CANNES, France — “The White Ribbon,” a meticulous examination of patriarchal domination, won the Palme d’Or at the 62nd Cannes Film Festival on Sunday. Directed by the Austrian-born Michael Haneke and shot in black and white, the much-admired film — a foundation story about National Socialism set in a rural pre-World War I German community — turns on a series of violent events that appear to be the work of some children. In 2001 Mr. Haneke won the Grand Prix (effectively second place) for his harrowing drama “The Piano Teacher,” which starred Isabelle Huppert, president of this year’s competition jury.

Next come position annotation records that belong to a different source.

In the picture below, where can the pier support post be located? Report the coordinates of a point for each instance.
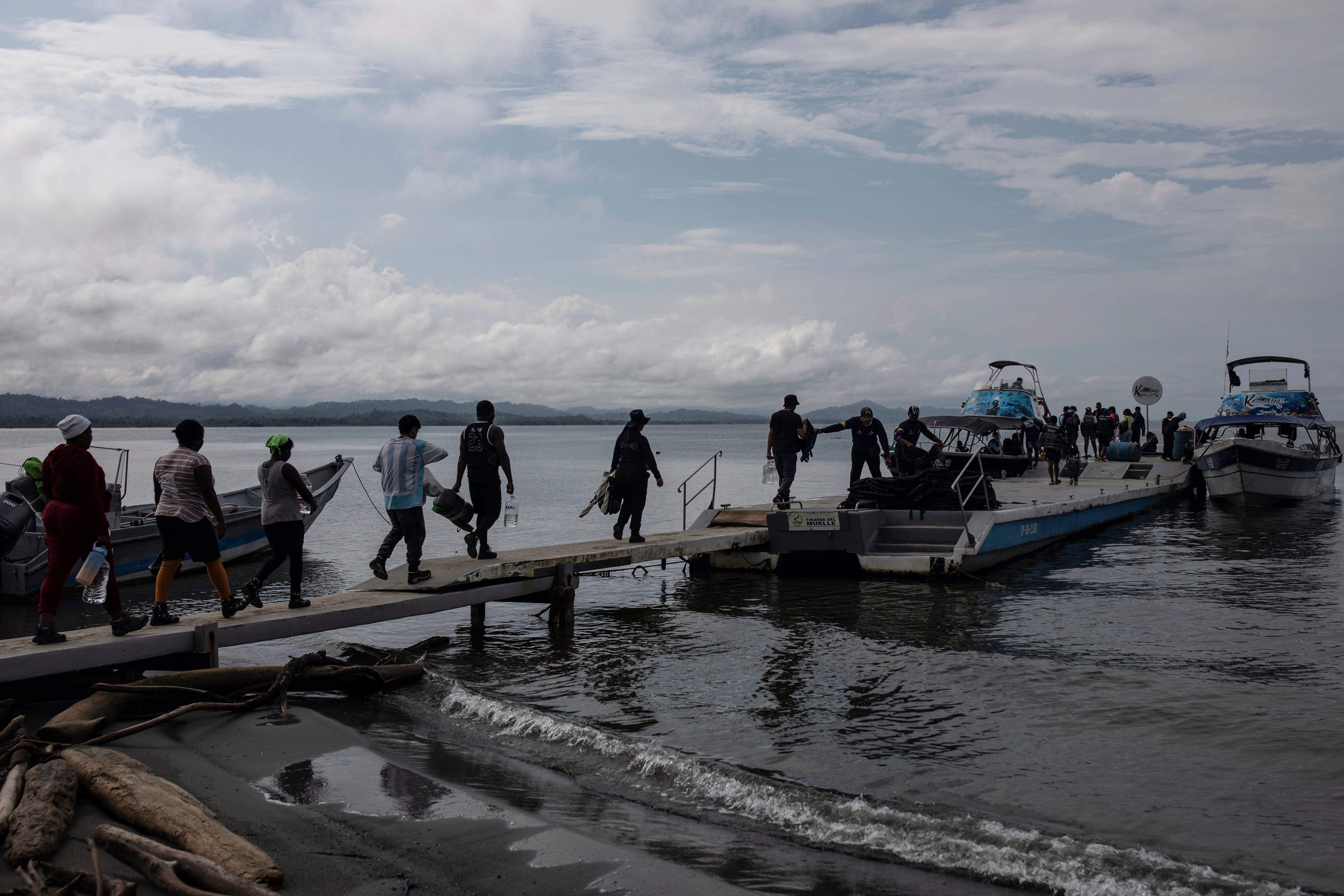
(207, 643)
(562, 597)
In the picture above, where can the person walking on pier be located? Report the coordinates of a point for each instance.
(908, 438)
(1105, 432)
(867, 433)
(632, 459)
(283, 519)
(74, 522)
(185, 501)
(784, 442)
(482, 456)
(402, 465)
(1088, 426)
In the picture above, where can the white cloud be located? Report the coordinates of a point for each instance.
(339, 326)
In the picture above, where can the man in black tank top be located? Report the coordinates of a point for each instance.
(482, 456)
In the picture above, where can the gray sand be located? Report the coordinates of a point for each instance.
(471, 847)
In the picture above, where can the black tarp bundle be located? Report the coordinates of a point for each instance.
(927, 491)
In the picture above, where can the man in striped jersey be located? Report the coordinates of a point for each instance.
(402, 464)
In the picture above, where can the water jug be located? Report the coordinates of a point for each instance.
(96, 559)
(93, 575)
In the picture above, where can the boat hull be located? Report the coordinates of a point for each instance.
(135, 543)
(1259, 473)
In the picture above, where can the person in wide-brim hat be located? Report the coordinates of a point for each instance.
(632, 460)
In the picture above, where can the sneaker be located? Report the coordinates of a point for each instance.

The Grand Prix, also announced on Sunday, went to “A Prophet,” a pitch-perfect film from the French director Jacques Audiard about a young inmate who becomes a master criminal during a prison stretch. The film was the critical favorite throughout the festival, and Mr. Audiard received a standing ovation from the audience when he mounted the stage. Far more surprising was the Jury Prize (third place), which was split between “Fish Tank,” a slice of Brit-grit realism from Andrea Arnold, and the neo-exploitation vampire flick “Thirst,” from the South Korean director Park Chan-Wook. Both were booed by the press watching the show via live broadcast.
The director Terry Gilliam, here with the noncompetition film “The Imaginarium of Doctor Parnassus,” delivered some funny onstage shtick by pretending to accept the directing prize, which he was meant to bestow. (“Terry, you don’t receive, you give,” the host explained, promising that Mr. Gilliam could have something next year if he didn’t create a scandal.) The actual winner of the director award was Brillante Mendoza, from the Philippines, whose grisly, widely loathed shocker, “Kinatay” (“Slaughter”), hinges on a man who doesn’t prevent a murder. The screenwriting award went to Mei Feng for “Spring Fever,” a rather baggy if underappreciated drama about young Chinese malaise.
Ms. Huppert handed the prize for best actress to Charlotte Gainsbourg, who delivers a wild, fearless performance as a grieving mother in “Antichrist,” an English-language film from the Danish director Lars von Trier. It’s easy to imagine that Ms. Huppert and her fellow juror, the actress Asia Argento, both ferocious screen performers, were impressed with the intensity of Ms. Gainsbourg’s performance, which involves a fair amount of nudity and some frantic (and graphic) backwoods masturbation.